Alexander Sandkamp, Vincent Stamer, Shuyao Yang : Même si le commerce mondial a diminué au début de l'année 2020, il y avait encore suffisamment de cibles potentielles (c'est-à-dire des navires) pour les pirates naviguant sur la mer. On pourrait même s'attendre à une augmentation des actes de piraterie à la suite de la pandémie. En effet, les conditions économiques se sont détériorées dans de nombreux pays en raison de la crise sanitaire. De nombreuses personnes ont donc perdu leur emploi. Certaines de ces personnes peuvent être suffisamment désespérées pour rejoindre des organisations criminelles et se livrer à de la piraterie afin de nourrir leur famille. Le nombre d'attaques a d'ailleurs augmenté de près de 20 % entre 2019 et 2020.

Vous montrez que la piraterie a un impact sur les exportations et le choix du mode de transport. Comment cela se passe-t-il ? Quelle est l'importance de ce phénomène ?

La piraterie incite les entreprises exportatrices à passer du transport maritime au transport aérien afin d'éviter le risque de piraterie. Pour la même raison, les navires modifient leur itinéraire afin d'éviter les zones sujettes aux activités des pirates. Malgré ces ajustements, le commerce global diminue.
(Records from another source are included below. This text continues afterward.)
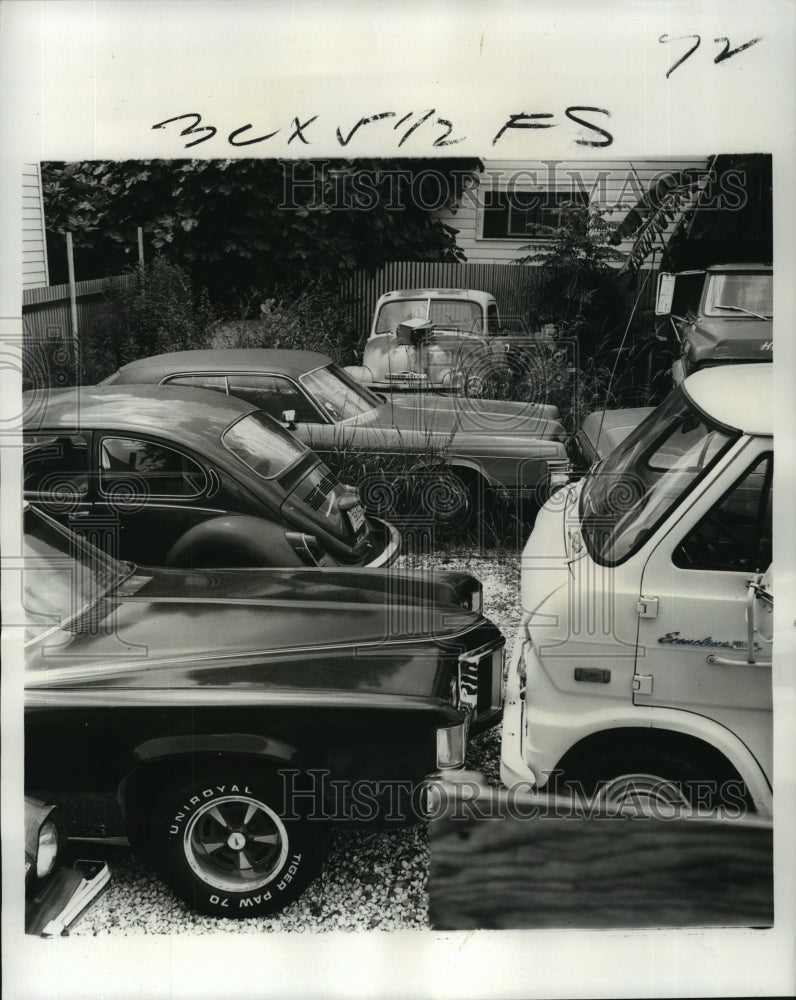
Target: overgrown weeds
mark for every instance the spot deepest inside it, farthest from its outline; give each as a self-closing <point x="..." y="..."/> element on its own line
<point x="430" y="500"/>
<point x="310" y="318"/>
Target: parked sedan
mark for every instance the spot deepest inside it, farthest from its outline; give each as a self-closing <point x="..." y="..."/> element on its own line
<point x="487" y="443"/>
<point x="226" y="717"/>
<point x="187" y="477"/>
Sur les routes reliant la Chine à l'Europe, la piraterie a réduit les exportations chinoises de 2,3 % en moyenne. L'impact est donc assez important. D'autres études estiment même que la piraterie le long des côtes somaliennes a réduit le trafic par le canal de Suez de 30 %, entraînant une perte estimée à 30 milliards de dollars.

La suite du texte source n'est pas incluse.